Add an identity provider with the following settings:
- Identity provider: Select Microsoft as the identity provider. The default settings on this page restrict the app to your tenant only, so you don't need to change anything else here.
- Tenant type: Workforce
- App registration: Create a new app registration
- Name: The name of your web app service
- Supported account types: Current tenant - Single tenant
- Restrict access: Requires authentication
- Unauthenticated requests: HTTP 302 Found redirect - recommended for websites
Use the web app
You're almost there. Now you can test the web app.
If you changed settings, wait 10 minutes or so for the authentication settings to take effect.
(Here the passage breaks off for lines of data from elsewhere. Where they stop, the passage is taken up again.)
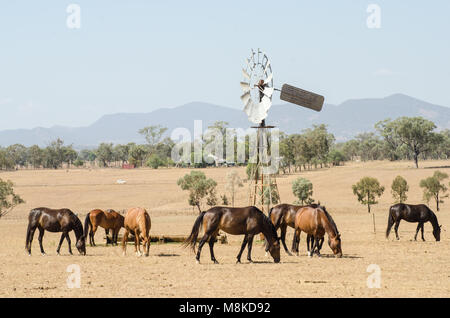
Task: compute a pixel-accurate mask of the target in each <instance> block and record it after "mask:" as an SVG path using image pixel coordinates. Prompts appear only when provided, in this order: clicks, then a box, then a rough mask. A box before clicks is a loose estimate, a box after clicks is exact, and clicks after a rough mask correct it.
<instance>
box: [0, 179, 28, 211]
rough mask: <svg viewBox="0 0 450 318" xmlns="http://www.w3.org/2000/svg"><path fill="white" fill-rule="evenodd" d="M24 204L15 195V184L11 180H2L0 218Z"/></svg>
mask: <svg viewBox="0 0 450 318" xmlns="http://www.w3.org/2000/svg"><path fill="white" fill-rule="evenodd" d="M22 203H25V201H24V200H23V199H22V198H21V197H20V196H19V195H17V194H15V193H14V184H13V183H12V182H11V181H9V180H7V181H3V180H2V179H0V218H1V217H2V216H5V215H6V214H8V213H9V212H11V211H12V209H14V208H15V207H16V206H17V205H19V204H22Z"/></svg>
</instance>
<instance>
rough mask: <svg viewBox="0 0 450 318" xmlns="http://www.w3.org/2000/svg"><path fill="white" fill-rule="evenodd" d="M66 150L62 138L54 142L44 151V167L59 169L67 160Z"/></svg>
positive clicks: (57, 139)
mask: <svg viewBox="0 0 450 318" xmlns="http://www.w3.org/2000/svg"><path fill="white" fill-rule="evenodd" d="M65 153H66V149H65V147H64V141H63V140H62V139H60V138H58V139H56V140H54V141H52V142H51V143H50V145H49V146H48V147H47V148H45V150H44V167H45V168H53V169H58V168H60V167H61V166H62V164H63V162H64V160H65Z"/></svg>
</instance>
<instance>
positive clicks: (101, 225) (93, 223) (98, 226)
mask: <svg viewBox="0 0 450 318" xmlns="http://www.w3.org/2000/svg"><path fill="white" fill-rule="evenodd" d="M123 221H124V217H123V216H122V215H120V214H119V213H117V212H116V211H114V210H108V212H104V211H103V210H100V209H95V210H92V211H91V212H89V213H88V214H87V215H86V219H85V220H84V236H85V237H87V236H88V234H89V243H90V244H91V246H95V242H94V235H95V232H97V229H98V227H99V226H100V227H102V228H104V229H105V233H106V234H108V231H109V230H112V242H111V243H112V245H114V244H116V245H117V237H118V236H119V231H120V229H121V228H122V227H123ZM106 245H108V238H107V239H106Z"/></svg>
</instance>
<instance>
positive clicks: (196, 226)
mask: <svg viewBox="0 0 450 318" xmlns="http://www.w3.org/2000/svg"><path fill="white" fill-rule="evenodd" d="M205 214H206V212H202V213H200V215H199V216H198V217H197V219H196V220H195V223H194V226H193V227H192V231H191V234H190V235H189V237H188V238H187V239H186V240H185V241H184V243H183V246H184V247H188V246H191V247H192V250H193V251H195V245H196V243H197V238H198V233H199V232H200V229H201V227H202V224H203V217H204V216H205Z"/></svg>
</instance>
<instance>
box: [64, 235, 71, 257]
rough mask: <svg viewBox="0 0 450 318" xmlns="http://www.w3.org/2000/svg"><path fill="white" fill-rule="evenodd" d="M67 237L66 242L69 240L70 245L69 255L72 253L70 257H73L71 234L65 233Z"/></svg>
mask: <svg viewBox="0 0 450 318" xmlns="http://www.w3.org/2000/svg"><path fill="white" fill-rule="evenodd" d="M65 237H66V240H67V244H69V253H70V255H73V253H72V243H71V242H70V236H69V232H66V233H65Z"/></svg>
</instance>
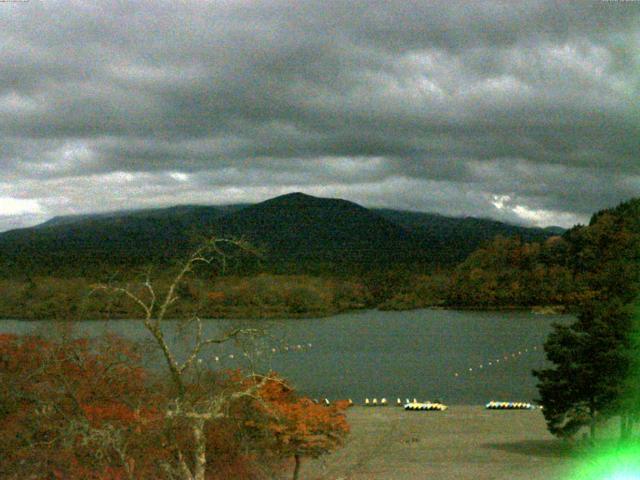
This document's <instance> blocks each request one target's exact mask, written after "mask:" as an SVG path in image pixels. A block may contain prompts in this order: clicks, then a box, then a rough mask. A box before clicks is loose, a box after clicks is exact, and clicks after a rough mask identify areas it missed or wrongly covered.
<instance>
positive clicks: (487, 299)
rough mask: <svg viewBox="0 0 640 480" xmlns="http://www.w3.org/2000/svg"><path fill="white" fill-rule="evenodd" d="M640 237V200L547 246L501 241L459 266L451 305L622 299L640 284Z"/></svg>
mask: <svg viewBox="0 0 640 480" xmlns="http://www.w3.org/2000/svg"><path fill="white" fill-rule="evenodd" d="M639 238H640V199H633V200H629V201H627V202H624V203H621V204H620V205H618V206H617V207H614V208H609V209H605V210H601V211H599V212H597V213H595V214H594V215H593V216H592V217H591V220H590V222H589V225H586V226H585V225H577V226H575V227H573V228H572V229H570V230H568V231H566V232H565V233H564V234H563V235H562V236H554V237H551V238H549V239H547V240H545V241H544V242H523V241H522V240H521V239H516V238H503V237H497V238H495V239H494V240H493V241H492V242H489V243H487V244H485V245H483V246H482V247H481V248H479V249H478V250H476V251H475V252H473V253H472V254H471V255H469V257H467V259H466V260H465V261H464V262H462V263H461V264H460V265H458V266H457V267H456V269H455V271H454V273H453V275H452V277H451V282H450V284H449V289H448V293H447V300H446V301H447V303H448V304H449V305H458V306H474V307H488V308H491V307H505V306H513V305H517V306H527V305H549V304H557V305H571V304H581V303H584V302H585V301H586V300H587V299H590V298H593V297H594V296H598V295H605V296H606V295H609V296H611V295H618V296H621V294H620V292H623V291H627V290H629V288H630V286H632V284H633V283H634V282H637V281H638V279H636V278H635V277H634V275H632V274H631V273H630V272H632V271H633V270H634V269H635V265H636V264H638V263H640V241H639V240H638V239H639ZM620 252H625V255H624V256H622V255H621V253H620ZM612 259H614V260H612ZM605 266H606V267H605ZM604 268H606V270H603V269H604ZM601 286H602V287H601ZM631 290H633V288H632V289H631ZM626 300H627V301H630V299H626Z"/></svg>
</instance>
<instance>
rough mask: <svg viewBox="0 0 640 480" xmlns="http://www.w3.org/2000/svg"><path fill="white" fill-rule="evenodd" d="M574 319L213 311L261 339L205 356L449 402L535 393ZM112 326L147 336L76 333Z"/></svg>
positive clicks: (154, 359) (177, 338)
mask: <svg viewBox="0 0 640 480" xmlns="http://www.w3.org/2000/svg"><path fill="white" fill-rule="evenodd" d="M570 319H571V317H569V316H560V315H558V316H546V315H536V314H533V313H528V312H470V311H453V310H414V311H409V312H380V311H362V312H355V313H347V314H341V315H336V316H333V317H330V318H322V319H301V320H300V319H296V320H282V321H265V320H261V321H256V320H254V321H238V322H236V321H220V320H207V321H204V330H205V333H206V334H207V335H209V336H212V335H216V334H219V333H220V332H223V331H225V330H227V329H229V328H233V327H234V326H238V325H241V326H245V327H257V328H260V329H261V330H264V332H263V334H262V335H261V336H260V337H259V338H257V339H256V340H252V341H246V342H242V343H243V344H238V343H236V344H227V345H225V346H223V347H215V348H213V349H211V350H208V351H207V353H206V354H203V355H201V358H202V361H201V363H200V364H199V365H200V366H201V367H202V368H207V367H211V368H224V367H235V366H238V365H243V366H245V367H246V366H248V365H250V364H251V365H254V366H255V368H256V369H258V370H260V371H265V370H268V369H273V370H275V371H277V372H279V373H281V374H282V375H284V376H285V377H286V378H288V379H290V380H291V381H292V382H293V383H294V384H295V385H296V386H297V387H298V389H299V390H300V391H302V392H304V393H305V394H308V395H310V396H312V397H317V398H322V397H328V398H329V399H336V398H352V399H353V400H354V402H357V403H359V402H362V401H363V400H364V398H365V397H369V398H373V397H377V398H381V397H386V398H388V399H390V401H392V402H395V399H396V397H400V398H402V399H403V400H404V399H405V398H407V397H408V398H414V397H416V398H417V399H418V400H425V399H431V400H433V399H440V400H442V401H444V402H446V403H449V404H479V403H485V402H487V401H489V400H491V399H495V400H513V401H532V400H534V399H535V398H536V388H535V384H536V379H535V378H534V377H533V376H532V375H531V370H532V369H534V368H540V367H542V366H544V365H545V360H544V354H543V351H542V343H543V342H544V340H545V338H546V336H547V334H548V333H549V332H550V330H551V324H552V323H553V322H568V321H570ZM165 329H166V332H167V337H168V338H170V339H171V342H172V343H173V345H174V347H175V348H176V349H177V350H181V351H186V345H188V342H189V338H190V335H191V334H192V333H193V332H192V331H191V330H190V329H189V328H188V327H186V328H180V327H179V323H178V322H167V325H165ZM58 330H59V329H58V327H57V326H56V324H55V323H54V322H48V321H45V322H21V321H13V320H2V321H0V332H3V333H22V334H24V333H37V334H41V335H45V336H51V335H56V334H57V333H56V332H57V331H58ZM107 332H111V333H117V334H119V335H122V336H124V337H126V338H129V339H132V340H136V341H143V340H145V339H148V337H149V335H148V333H147V332H146V331H145V330H144V327H143V326H142V323H141V322H140V321H135V320H119V321H109V322H104V321H84V322H82V323H80V324H78V325H77V326H76V333H77V334H78V335H89V336H98V335H101V334H104V333H107ZM148 350H149V351H148V353H147V354H146V361H147V362H148V363H149V365H150V366H154V365H155V366H156V367H157V366H158V365H162V364H161V363H159V362H160V360H161V359H160V358H159V357H158V355H157V352H156V353H153V352H152V348H151V347H150V346H149V348H148ZM245 352H248V353H247V354H246V355H245ZM231 357H233V358H231ZM481 365H482V367H480V366H481ZM470 369H471V370H470Z"/></svg>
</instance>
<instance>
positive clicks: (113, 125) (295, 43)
mask: <svg viewBox="0 0 640 480" xmlns="http://www.w3.org/2000/svg"><path fill="white" fill-rule="evenodd" d="M639 25H640V3H637V2H622V1H584V2H551V1H520V2H510V1H491V2H489V1H480V2H476V1H474V2H471V1H467V2H462V1H457V2H456V1H451V0H449V1H442V2H440V1H430V2H426V1H425V2H414V1H406V0H398V1H372V0H368V1H353V0H351V1H338V0H324V1H315V2H313V1H301V0H296V1H295V2H294V1H287V2H283V1H271V2H255V1H218V2H195V1H194V2H176V1H158V2H139V1H135V2H122V1H118V2H116V1H113V2H111V1H106V0H105V1H101V2H80V1H71V0H69V1H66V2H55V1H51V2H46V3H43V2H39V1H35V0H32V1H30V2H28V3H0V45H2V46H1V47H0V167H1V168H2V172H3V175H2V177H0V229H3V228H9V227H14V226H16V225H23V224H29V223H33V222H35V221H38V220H40V219H42V218H45V217H47V216H51V215H55V214H63V213H74V212H86V211H95V210H110V209H117V208H124V207H127V208H129V207H143V206H158V205H168V204H174V203H230V202H236V201H259V200H262V199H265V198H268V197H271V196H273V195H275V194H278V193H284V192H287V191H291V190H302V191H305V192H308V193H312V194H319V195H327V196H342V197H344V198H348V199H351V200H355V201H359V202H362V203H364V204H367V205H372V206H388V207H396V208H410V209H416V210H425V211H439V212H442V213H446V214H456V215H480V216H489V217H493V218H498V219H502V220H508V221H515V222H520V223H531V224H543V225H544V224H554V223H555V224H563V225H570V224H572V223H574V222H576V221H584V220H585V219H586V218H588V215H589V214H590V213H591V212H593V211H595V210H597V209H599V208H602V207H606V206H611V205H613V204H615V203H617V202H619V201H621V200H625V199H627V198H629V197H631V196H634V195H638V192H640V157H639V152H640V142H639V140H638V139H639V138H640V100H639V99H640V95H639V93H640V27H639Z"/></svg>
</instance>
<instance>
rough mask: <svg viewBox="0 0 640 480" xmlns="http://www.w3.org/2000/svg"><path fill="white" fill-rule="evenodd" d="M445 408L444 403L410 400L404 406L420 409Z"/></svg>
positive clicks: (446, 408) (442, 409) (445, 407)
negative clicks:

Return to the browser tab containing the chat playground page in the Azure AI Foundry portal.
Select Launch to launch the deployed web app. If prompted, accept the permissions request.
If the authentication settings haven't yet taken effect, close the browser tab for your web app and return to the chat playground in the Azure AI Foundry portal. Then wait a little longer and try again.
In your web app, you can ask the same question as before ("How much are the TrailWalker hiking shoes"), and this time it uses information from your data to construct the response. You can expand the reference button to see the data that was used.
Understand chat history
With the chat history feature, your users have access to their individual previous queries and responses.
You can enable chat history when you deploy the web app. Select the Enable chat history in the web app checkbox.
Important
Enabling chat history will create a Cosmos DB instance in your resource group, and incur additional charges for the storage used. Deleting your web app does not delete your Cosmos DB instance automatically. To delete your Cosmos DB instance, along with all stored chats, you need to navigate to the associated resource in the Azure portal and delete it.
Once you enable chat history, your users are able to show and hide it in the top right corner of the app. When the history is shown, they can rename, or delete conversations. As they're logged into the app, conversations are automatically ordered from newest to oldest, and named based on the first query in the conversation.
If you delete the Cosmos DB resource but keep the chat history option enabled on the studio, your users are notified of a connection error, but can continue to use the web app without access to the chat history.
Update the web app
Use the playground to add more data or test the model with different scenarios. When you're ready to update the web app with the new model, select Deploy > ...as a web app again. Select Update an existing web app and choose the existing web app from the list. The new model deploys to the existing web app.
Clean up resources
To avoid incurring unnecessary Azure costs, you should delete the resources you created in this quickstart if they're no longer needed. To manage resources, you can use the Azure portal.